As Slurm is taking care of limiting the number of simultaneously executing jobs, we no longer need to do that through the PLAMS JobRunner
and can therefore skip the maxjobs
argument of its constructor.
Furthermore you may need to wrap the call to the PLAMS launch script in a job script, in which we recommend you cd
to the directory from which the job was submitted.

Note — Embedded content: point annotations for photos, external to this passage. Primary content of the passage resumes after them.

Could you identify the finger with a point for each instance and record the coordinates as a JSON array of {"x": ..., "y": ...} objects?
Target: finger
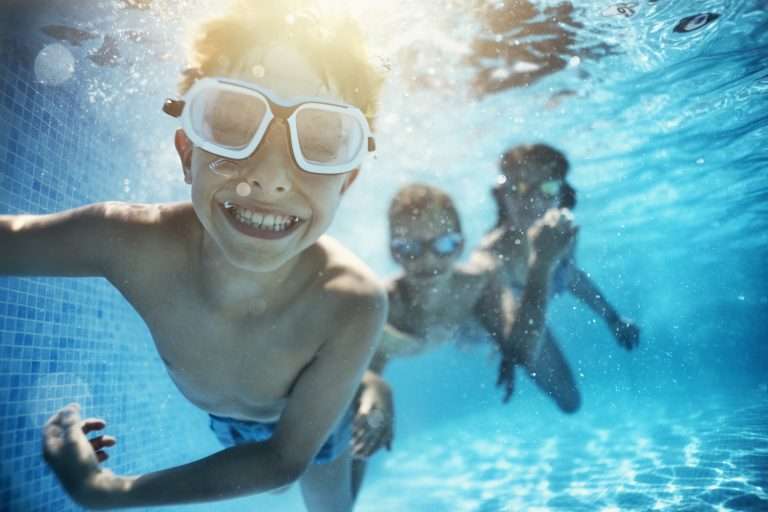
[
  {"x": 93, "y": 424},
  {"x": 102, "y": 442},
  {"x": 70, "y": 416}
]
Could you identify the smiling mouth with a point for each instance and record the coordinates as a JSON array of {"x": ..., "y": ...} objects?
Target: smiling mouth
[{"x": 258, "y": 224}]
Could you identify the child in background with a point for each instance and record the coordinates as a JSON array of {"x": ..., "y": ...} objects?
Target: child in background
[
  {"x": 262, "y": 320},
  {"x": 437, "y": 300},
  {"x": 533, "y": 185}
]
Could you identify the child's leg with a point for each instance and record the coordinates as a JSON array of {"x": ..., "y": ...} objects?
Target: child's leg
[
  {"x": 552, "y": 374},
  {"x": 328, "y": 487},
  {"x": 358, "y": 474}
]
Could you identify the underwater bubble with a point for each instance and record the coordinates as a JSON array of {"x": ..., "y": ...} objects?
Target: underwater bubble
[
  {"x": 243, "y": 189},
  {"x": 54, "y": 65},
  {"x": 258, "y": 71}
]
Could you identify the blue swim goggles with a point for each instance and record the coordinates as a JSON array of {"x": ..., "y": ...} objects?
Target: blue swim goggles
[
  {"x": 229, "y": 118},
  {"x": 442, "y": 246}
]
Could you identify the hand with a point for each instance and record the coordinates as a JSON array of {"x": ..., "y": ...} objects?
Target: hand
[
  {"x": 552, "y": 235},
  {"x": 73, "y": 457},
  {"x": 506, "y": 378},
  {"x": 375, "y": 419},
  {"x": 626, "y": 333}
]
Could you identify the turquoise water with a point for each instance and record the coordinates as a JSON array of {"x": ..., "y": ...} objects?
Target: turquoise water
[{"x": 666, "y": 132}]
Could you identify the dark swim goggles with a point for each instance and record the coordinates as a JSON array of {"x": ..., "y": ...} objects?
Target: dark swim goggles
[
  {"x": 441, "y": 246},
  {"x": 549, "y": 188},
  {"x": 229, "y": 118}
]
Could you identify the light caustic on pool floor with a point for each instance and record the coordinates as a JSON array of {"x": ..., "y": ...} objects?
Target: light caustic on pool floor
[{"x": 711, "y": 460}]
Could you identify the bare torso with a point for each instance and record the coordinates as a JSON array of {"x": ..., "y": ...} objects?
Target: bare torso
[
  {"x": 241, "y": 363},
  {"x": 426, "y": 313}
]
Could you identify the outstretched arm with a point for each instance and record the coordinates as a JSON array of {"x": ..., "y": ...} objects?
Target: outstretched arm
[
  {"x": 319, "y": 398},
  {"x": 625, "y": 331}
]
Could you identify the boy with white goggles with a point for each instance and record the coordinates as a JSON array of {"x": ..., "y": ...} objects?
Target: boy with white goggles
[
  {"x": 261, "y": 320},
  {"x": 229, "y": 118}
]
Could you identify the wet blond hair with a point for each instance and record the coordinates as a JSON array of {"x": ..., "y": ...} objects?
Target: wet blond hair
[{"x": 334, "y": 46}]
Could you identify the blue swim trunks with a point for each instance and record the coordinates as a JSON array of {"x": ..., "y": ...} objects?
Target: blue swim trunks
[{"x": 231, "y": 432}]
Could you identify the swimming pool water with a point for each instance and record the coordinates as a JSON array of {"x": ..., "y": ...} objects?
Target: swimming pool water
[{"x": 666, "y": 131}]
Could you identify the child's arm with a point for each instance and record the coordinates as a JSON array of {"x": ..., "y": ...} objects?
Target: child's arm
[
  {"x": 374, "y": 417},
  {"x": 318, "y": 399},
  {"x": 86, "y": 241},
  {"x": 68, "y": 243},
  {"x": 582, "y": 286}
]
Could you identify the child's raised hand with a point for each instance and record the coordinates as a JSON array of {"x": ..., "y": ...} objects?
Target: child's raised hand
[
  {"x": 552, "y": 235},
  {"x": 71, "y": 455},
  {"x": 374, "y": 420}
]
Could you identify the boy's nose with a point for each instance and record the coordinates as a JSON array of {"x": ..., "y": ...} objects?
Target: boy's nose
[{"x": 270, "y": 169}]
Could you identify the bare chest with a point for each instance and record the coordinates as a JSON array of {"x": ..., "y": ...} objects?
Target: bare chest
[
  {"x": 240, "y": 366},
  {"x": 435, "y": 314}
]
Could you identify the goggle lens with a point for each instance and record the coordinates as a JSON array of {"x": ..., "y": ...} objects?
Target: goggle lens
[
  {"x": 446, "y": 244},
  {"x": 226, "y": 118},
  {"x": 328, "y": 137},
  {"x": 229, "y": 119},
  {"x": 442, "y": 246},
  {"x": 550, "y": 188}
]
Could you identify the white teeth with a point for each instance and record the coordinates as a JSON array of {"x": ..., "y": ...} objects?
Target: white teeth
[{"x": 269, "y": 222}]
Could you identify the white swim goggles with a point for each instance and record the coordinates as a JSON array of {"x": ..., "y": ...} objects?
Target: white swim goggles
[{"x": 229, "y": 118}]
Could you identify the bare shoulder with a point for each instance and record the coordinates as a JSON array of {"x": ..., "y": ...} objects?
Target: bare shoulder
[
  {"x": 148, "y": 237},
  {"x": 350, "y": 287}
]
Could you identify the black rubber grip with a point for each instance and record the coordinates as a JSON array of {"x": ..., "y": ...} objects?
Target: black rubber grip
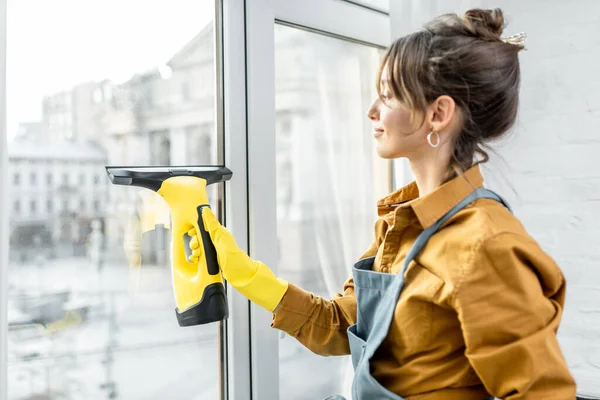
[
  {"x": 211, "y": 308},
  {"x": 212, "y": 262}
]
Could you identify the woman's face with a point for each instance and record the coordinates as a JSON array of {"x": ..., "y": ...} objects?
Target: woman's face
[{"x": 396, "y": 134}]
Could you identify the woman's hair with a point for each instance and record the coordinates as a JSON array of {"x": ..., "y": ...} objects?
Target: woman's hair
[{"x": 464, "y": 58}]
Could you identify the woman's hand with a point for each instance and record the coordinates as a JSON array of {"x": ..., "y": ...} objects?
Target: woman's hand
[{"x": 251, "y": 278}]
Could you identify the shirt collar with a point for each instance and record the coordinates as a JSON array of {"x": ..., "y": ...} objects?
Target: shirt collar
[{"x": 433, "y": 206}]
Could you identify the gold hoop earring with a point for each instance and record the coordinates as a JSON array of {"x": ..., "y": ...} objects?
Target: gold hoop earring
[{"x": 437, "y": 139}]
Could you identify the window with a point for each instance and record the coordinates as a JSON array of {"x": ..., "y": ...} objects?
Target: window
[
  {"x": 93, "y": 326},
  {"x": 325, "y": 211}
]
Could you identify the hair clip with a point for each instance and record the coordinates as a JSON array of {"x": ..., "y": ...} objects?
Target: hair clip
[{"x": 517, "y": 40}]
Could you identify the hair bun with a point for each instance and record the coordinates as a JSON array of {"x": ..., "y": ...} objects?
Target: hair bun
[{"x": 485, "y": 24}]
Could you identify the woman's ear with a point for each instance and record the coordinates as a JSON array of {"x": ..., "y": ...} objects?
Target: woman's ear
[{"x": 442, "y": 113}]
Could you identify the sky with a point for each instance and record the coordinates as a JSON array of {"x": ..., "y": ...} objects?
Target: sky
[{"x": 55, "y": 45}]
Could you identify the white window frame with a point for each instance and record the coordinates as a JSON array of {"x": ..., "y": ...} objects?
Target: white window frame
[
  {"x": 341, "y": 19},
  {"x": 3, "y": 209}
]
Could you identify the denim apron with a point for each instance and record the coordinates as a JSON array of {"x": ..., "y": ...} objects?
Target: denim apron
[{"x": 377, "y": 295}]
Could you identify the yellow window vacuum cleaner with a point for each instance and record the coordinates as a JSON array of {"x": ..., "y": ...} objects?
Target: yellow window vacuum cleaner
[{"x": 198, "y": 286}]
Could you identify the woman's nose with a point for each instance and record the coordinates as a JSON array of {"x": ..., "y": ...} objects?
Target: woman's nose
[{"x": 373, "y": 112}]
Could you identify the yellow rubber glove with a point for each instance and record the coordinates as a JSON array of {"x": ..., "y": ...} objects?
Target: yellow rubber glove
[{"x": 251, "y": 278}]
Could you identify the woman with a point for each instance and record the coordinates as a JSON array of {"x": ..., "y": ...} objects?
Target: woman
[{"x": 453, "y": 300}]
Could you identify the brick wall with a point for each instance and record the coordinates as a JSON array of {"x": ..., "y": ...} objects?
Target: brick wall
[{"x": 549, "y": 169}]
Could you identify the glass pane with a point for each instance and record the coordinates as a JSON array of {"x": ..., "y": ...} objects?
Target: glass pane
[
  {"x": 94, "y": 84},
  {"x": 328, "y": 181}
]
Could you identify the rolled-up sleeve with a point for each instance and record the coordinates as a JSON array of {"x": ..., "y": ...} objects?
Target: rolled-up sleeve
[
  {"x": 319, "y": 324},
  {"x": 509, "y": 301}
]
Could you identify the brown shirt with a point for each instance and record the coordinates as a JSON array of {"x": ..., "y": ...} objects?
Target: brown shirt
[{"x": 478, "y": 313}]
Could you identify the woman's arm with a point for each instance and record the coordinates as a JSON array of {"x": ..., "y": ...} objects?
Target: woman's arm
[
  {"x": 317, "y": 323},
  {"x": 509, "y": 303}
]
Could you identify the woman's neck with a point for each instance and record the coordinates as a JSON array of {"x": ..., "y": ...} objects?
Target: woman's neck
[{"x": 430, "y": 172}]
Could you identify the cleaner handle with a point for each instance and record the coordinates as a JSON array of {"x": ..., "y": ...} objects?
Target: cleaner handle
[{"x": 212, "y": 262}]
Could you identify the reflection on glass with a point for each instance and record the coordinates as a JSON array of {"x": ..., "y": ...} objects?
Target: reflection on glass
[
  {"x": 328, "y": 181},
  {"x": 107, "y": 83},
  {"x": 383, "y": 5}
]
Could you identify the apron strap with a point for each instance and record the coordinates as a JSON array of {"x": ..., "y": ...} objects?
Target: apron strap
[{"x": 385, "y": 311}]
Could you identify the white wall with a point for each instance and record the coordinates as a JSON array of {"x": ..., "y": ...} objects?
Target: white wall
[{"x": 548, "y": 169}]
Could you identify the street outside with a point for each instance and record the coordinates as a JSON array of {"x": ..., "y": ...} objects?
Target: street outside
[{"x": 114, "y": 335}]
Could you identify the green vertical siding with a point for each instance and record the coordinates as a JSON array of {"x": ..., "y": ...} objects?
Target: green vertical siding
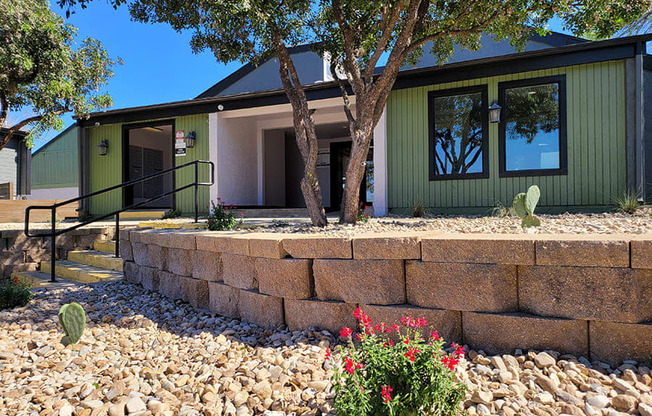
[
  {"x": 107, "y": 170},
  {"x": 56, "y": 165},
  {"x": 596, "y": 145}
]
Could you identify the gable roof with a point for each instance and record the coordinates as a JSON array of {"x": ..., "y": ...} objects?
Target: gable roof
[{"x": 550, "y": 40}]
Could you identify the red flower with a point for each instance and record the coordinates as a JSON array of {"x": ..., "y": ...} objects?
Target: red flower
[
  {"x": 411, "y": 352},
  {"x": 349, "y": 365},
  {"x": 385, "y": 393}
]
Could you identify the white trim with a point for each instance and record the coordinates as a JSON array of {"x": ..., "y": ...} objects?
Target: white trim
[
  {"x": 380, "y": 166},
  {"x": 213, "y": 136},
  {"x": 284, "y": 108}
]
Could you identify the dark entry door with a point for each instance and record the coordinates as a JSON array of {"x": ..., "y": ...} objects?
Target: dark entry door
[
  {"x": 340, "y": 154},
  {"x": 148, "y": 149}
]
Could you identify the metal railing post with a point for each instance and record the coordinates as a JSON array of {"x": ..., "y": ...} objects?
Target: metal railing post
[
  {"x": 53, "y": 245},
  {"x": 196, "y": 191},
  {"x": 117, "y": 235}
]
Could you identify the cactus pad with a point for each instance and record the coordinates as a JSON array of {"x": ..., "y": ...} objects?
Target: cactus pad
[{"x": 73, "y": 320}]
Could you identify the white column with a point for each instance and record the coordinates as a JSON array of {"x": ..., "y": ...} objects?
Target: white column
[
  {"x": 380, "y": 166},
  {"x": 214, "y": 128}
]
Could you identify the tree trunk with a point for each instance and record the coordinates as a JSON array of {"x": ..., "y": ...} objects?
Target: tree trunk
[{"x": 354, "y": 176}]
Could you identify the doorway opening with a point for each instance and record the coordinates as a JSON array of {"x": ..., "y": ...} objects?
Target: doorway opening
[
  {"x": 340, "y": 154},
  {"x": 147, "y": 149}
]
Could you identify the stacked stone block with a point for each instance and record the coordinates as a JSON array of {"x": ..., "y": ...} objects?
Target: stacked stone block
[
  {"x": 586, "y": 295},
  {"x": 19, "y": 253}
]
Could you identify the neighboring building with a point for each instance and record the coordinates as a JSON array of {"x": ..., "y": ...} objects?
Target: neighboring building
[
  {"x": 575, "y": 120},
  {"x": 55, "y": 167},
  {"x": 15, "y": 160}
]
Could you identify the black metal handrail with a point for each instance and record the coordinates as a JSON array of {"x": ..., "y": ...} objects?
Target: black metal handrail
[{"x": 54, "y": 232}]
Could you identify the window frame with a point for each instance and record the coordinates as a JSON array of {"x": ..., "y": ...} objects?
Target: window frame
[
  {"x": 432, "y": 95},
  {"x": 560, "y": 80}
]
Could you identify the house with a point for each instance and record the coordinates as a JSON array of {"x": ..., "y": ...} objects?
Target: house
[
  {"x": 575, "y": 119},
  {"x": 15, "y": 162},
  {"x": 55, "y": 167}
]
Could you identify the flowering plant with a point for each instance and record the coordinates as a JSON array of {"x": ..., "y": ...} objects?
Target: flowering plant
[
  {"x": 412, "y": 376},
  {"x": 222, "y": 217}
]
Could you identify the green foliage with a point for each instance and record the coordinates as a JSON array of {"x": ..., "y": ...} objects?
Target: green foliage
[
  {"x": 362, "y": 213},
  {"x": 174, "y": 213},
  {"x": 14, "y": 293},
  {"x": 45, "y": 70},
  {"x": 629, "y": 202},
  {"x": 502, "y": 211},
  {"x": 222, "y": 217},
  {"x": 396, "y": 371},
  {"x": 524, "y": 205},
  {"x": 73, "y": 320}
]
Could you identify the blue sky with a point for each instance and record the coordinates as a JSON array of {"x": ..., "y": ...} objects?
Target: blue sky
[{"x": 159, "y": 65}]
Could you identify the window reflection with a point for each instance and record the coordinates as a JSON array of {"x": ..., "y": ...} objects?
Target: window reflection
[
  {"x": 458, "y": 134},
  {"x": 532, "y": 127}
]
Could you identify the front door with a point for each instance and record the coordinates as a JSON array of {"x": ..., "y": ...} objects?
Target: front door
[
  {"x": 340, "y": 154},
  {"x": 148, "y": 149}
]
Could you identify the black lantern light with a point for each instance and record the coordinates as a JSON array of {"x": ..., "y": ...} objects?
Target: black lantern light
[
  {"x": 494, "y": 112},
  {"x": 104, "y": 147},
  {"x": 190, "y": 140}
]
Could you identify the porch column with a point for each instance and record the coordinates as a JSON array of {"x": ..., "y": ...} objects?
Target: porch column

This makes sure you will find the PLAMS working directory in the normal location.
(If $AMSBIN
is not already in your environment, this is also the place to set up the AMS environment.)
#!/bin/sh
cd "$SLURM_SUBMIT_DIR"
$AMSBIN/plams myscript.plms
The above job script can then simply be submitted to the batch system:
sbatch [...] myscript.sh
Alternatively you can also skip the job script, and submit the PLAMS launch script itself:
sbatch [...] --chdir=. $AMSBIN/plams myscript.plms
Warning
The integration of PLAMS, AMS and Slurm will only work on Slurm versions >=15.
Furthermore AMS needs to use an MPI implementation that is integrated with the Slurm.
This is the case for the IntelMPI builds of AMS, but not the OpenMPI builds.
Please refer to the installation manual for details on the capabilities of the different MPI versions.
If the batch system integration does not work for you, you can still run PLAMS scripts via the batch system, but you will be restricted to running on a single node and will need to use the maxjobs
argument in the constructor of the JobRunner
to limit the number of simultaneously running jobs.